A quaternion $q \in \mathbb{H}$ can be write like
$$q = a_0 + a_1 i + a_2j + a_3 k; ~ a_\iota \in \mathbb{R}$$
, where:
$$i^2 = j^2 = k^2 = ijk = -1$$ $$ij = -ji = k$$ $$jk = -kj = i$$ $$ki= -ik = j$$
But, when we calculate
$$i^j = \left( e^{\frac{\pi}{2}i} \right)^j = e^{\frac{\pi}{2}ij} = e^{\frac{\pi}{2}k} = k$$
My question: is this right? If yes, why $i^j = ij = k$? Is there a geometric/algebraic meaning of this?
There is no definition of ${q_1}^{q_2}$ for arbitrary quaternions $q_1, q_2$. Even on $\Bbb{C}$ you have problems of whether ${c_1}^{c_2}$ is well-defined and single-valued. For the quaternions there is an additional complication that they don't commute so a formula like $(a^b)^c=a^{bc}$ is unlikely.
There is a definition of the exponential map on imaginary quaternions $\Bbb{R}i\oplus\Bbb{R}j\oplus\Bbb{R}k$ which is consistent with the exponential map in Lie groups (from their Lie algebra).
If $x=ai+bj+ck$ then $x^2=-a^2-b^2-c^2$. So take $a,b,c$ with $a^2+b^2+c^2=1$. Then $x^2=-1$. Then $$\exp(tx)=\sum_{n=0}^\infty\frac{1}{n!}(tx)^n=\sum_{n\text{ even}} \frac{1}{n!}(-1)^{n/2}t^n\mathbf{1}+\sum_{n\text{ odd}} \frac{1}{n!}(-1)^{(n-1)/2}t^n x = \cos(t)\mathbf{1}+\sin(t)x$$
The Lie group generated by the exponential map is the sphere of the quaternions which is isomorphic to $SU(2)$.
According to this document, quaternion powers can be defined.
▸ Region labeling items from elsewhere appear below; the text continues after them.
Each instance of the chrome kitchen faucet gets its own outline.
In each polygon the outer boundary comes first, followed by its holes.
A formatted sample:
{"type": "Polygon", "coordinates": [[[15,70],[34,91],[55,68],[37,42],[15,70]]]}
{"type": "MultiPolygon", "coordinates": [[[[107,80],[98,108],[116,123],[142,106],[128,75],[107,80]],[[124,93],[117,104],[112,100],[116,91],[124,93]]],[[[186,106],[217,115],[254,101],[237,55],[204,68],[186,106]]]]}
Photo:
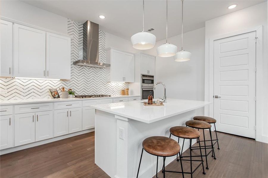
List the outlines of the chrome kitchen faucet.
{"type": "Polygon", "coordinates": [[[164,97],[163,98],[159,98],[163,100],[164,101],[164,103],[166,103],[167,97],[166,96],[166,85],[165,85],[165,84],[164,84],[163,82],[158,82],[156,83],[156,84],[155,84],[154,85],[153,85],[153,91],[154,92],[154,90],[155,90],[156,86],[158,84],[159,84],[159,83],[162,84],[163,86],[164,86],[164,97]]]}

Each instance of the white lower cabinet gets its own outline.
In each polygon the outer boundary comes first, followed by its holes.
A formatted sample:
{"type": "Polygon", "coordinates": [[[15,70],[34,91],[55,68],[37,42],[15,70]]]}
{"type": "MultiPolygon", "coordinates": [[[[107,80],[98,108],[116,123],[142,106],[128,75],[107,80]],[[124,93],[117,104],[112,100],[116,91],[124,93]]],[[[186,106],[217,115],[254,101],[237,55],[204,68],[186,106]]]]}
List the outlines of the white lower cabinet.
{"type": "Polygon", "coordinates": [[[95,127],[95,109],[83,107],[83,130],[95,127]]]}
{"type": "Polygon", "coordinates": [[[81,108],[69,109],[69,133],[82,130],[82,109],[81,108]]]}
{"type": "Polygon", "coordinates": [[[35,113],[35,142],[53,137],[52,111],[35,113]]]}
{"type": "Polygon", "coordinates": [[[34,112],[15,115],[15,146],[34,142],[34,112]]]}
{"type": "Polygon", "coordinates": [[[12,115],[0,117],[0,149],[13,147],[13,125],[12,115]]]}
{"type": "Polygon", "coordinates": [[[54,111],[54,136],[57,136],[69,133],[69,109],[59,109],[54,111]]]}

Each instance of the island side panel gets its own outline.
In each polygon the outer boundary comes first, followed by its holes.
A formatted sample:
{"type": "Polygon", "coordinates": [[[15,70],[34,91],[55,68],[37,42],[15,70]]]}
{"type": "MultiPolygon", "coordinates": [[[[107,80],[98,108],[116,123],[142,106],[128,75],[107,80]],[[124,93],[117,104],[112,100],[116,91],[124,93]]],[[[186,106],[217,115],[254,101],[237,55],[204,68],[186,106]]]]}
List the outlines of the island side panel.
{"type": "MultiPolygon", "coordinates": [[[[128,121],[127,141],[127,177],[136,177],[137,176],[142,149],[142,143],[144,139],[152,136],[165,136],[169,137],[169,129],[171,127],[176,126],[186,126],[185,122],[192,120],[193,117],[195,115],[195,110],[150,124],[134,120],[128,121]]],[[[178,142],[177,137],[172,136],[171,138],[178,142]]],[[[193,140],[192,144],[196,141],[196,140],[193,140]]],[[[183,139],[180,139],[181,149],[182,147],[183,142],[183,139]]],[[[185,139],[183,151],[189,147],[189,140],[185,139]]],[[[165,164],[167,165],[175,158],[175,156],[167,157],[165,164]]],[[[156,156],[143,152],[139,173],[139,178],[152,177],[155,175],[156,159],[156,156]]],[[[179,163],[178,163],[178,169],[180,169],[179,163]]],[[[163,158],[159,157],[158,160],[158,171],[160,171],[162,166],[163,158]]],[[[181,170],[180,169],[178,171],[181,170]]]]}
{"type": "Polygon", "coordinates": [[[96,109],[95,163],[111,177],[116,173],[117,119],[114,114],[96,109]]]}

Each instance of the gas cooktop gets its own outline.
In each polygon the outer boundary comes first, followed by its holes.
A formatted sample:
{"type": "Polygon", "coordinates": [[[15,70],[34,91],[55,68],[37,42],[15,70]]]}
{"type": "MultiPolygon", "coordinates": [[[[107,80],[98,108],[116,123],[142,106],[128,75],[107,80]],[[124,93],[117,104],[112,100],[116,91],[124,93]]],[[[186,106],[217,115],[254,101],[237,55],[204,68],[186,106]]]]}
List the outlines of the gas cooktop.
{"type": "Polygon", "coordinates": [[[110,97],[111,95],[76,95],[75,96],[76,98],[101,98],[104,97],[110,97]]]}

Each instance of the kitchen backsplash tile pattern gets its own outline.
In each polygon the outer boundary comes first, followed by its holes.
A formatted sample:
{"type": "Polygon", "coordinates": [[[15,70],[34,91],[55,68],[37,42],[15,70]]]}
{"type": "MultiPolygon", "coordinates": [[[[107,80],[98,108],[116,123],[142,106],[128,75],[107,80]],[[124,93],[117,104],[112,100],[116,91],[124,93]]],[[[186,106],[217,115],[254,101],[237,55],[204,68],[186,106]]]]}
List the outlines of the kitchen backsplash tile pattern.
{"type": "MultiPolygon", "coordinates": [[[[74,65],[73,62],[82,58],[83,24],[69,20],[68,34],[72,36],[71,43],[71,80],[51,80],[0,78],[0,89],[7,93],[0,94],[0,100],[49,98],[48,89],[64,87],[72,88],[76,94],[118,95],[122,89],[129,87],[128,83],[105,81],[105,69],[74,65]]],[[[105,33],[99,32],[100,61],[105,62],[105,33]]],[[[59,72],[60,72],[59,71],[59,72]]]]}

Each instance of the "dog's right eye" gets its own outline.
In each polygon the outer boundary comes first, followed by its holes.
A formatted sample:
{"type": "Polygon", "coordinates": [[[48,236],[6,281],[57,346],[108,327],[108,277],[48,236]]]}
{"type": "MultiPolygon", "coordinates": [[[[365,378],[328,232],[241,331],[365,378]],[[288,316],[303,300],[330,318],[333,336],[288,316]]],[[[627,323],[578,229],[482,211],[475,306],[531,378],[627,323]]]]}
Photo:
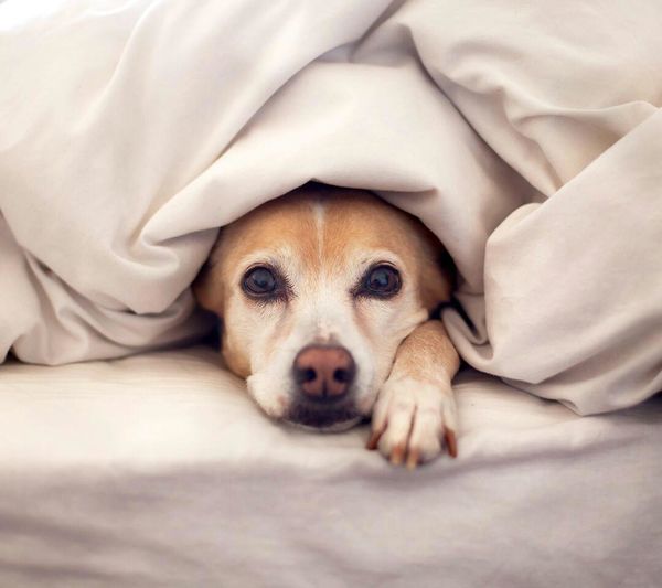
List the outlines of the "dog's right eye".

Using the notation $\mathbf q = s + \mathbf v$ where $s\in\mathbb R$ and $\mathbf v\in\operatorname{span}\{i,j,k\}$ we define $$ \exp(\mathbf q) = \exp(s) \left( \cos|\mathbf v| + \frac{\mathbf v}{|\mathbf v|}\sin|\mathbf v| \right) \\ \ln(\mathbf q) = \ln|\mathbf q| + \frac{\mathbf v}{|\mathbf v|} \arccos\frac{s}{|\mathbf q|} \\ $$ and powers by $$ \mathbf q^{\mathbf p} = \exp(\ln(\mathbf q) \mathbf p). $$
For $\mathbf q=i$ we get $$ \ln(\mathbf q) = \ln|\mathbf q| + \frac{\mathbf v}{|\mathbf v|} \arccos\frac{s}{|\mathbf q|} = \ln|i| + \frac{i}{|i|} \arccos\frac{0}{|i|} = i\frac{\pi}{2} $$ which is not surprising since we know from the complex numbers that $e^{i\frac{\pi}{2}} = i.$
Thus, with $\mathbf p=j,$ we get $$ \ln(\mathbf q)\mathbf p = i\frac{\pi}{2} j = \frac{\pi}{2} k $$ which then gives us $$ \mathbf q^{\mathbf p} = \exp(\ln(\mathbf q)\mathbf p) = \exp(\frac{\pi}{2}k) = \exp(0) \left( \cos|\frac{\pi}{2}k| + \frac{\frac{\pi}{2}k}{|\frac{\pi}{2}k|} \sin|\frac{\pi}{2}k| \right) = 1 \cdot (0 + k\cdot 1) = k. $$
So your calculation is correct, but I can unfortunately not give you any interpretation of this.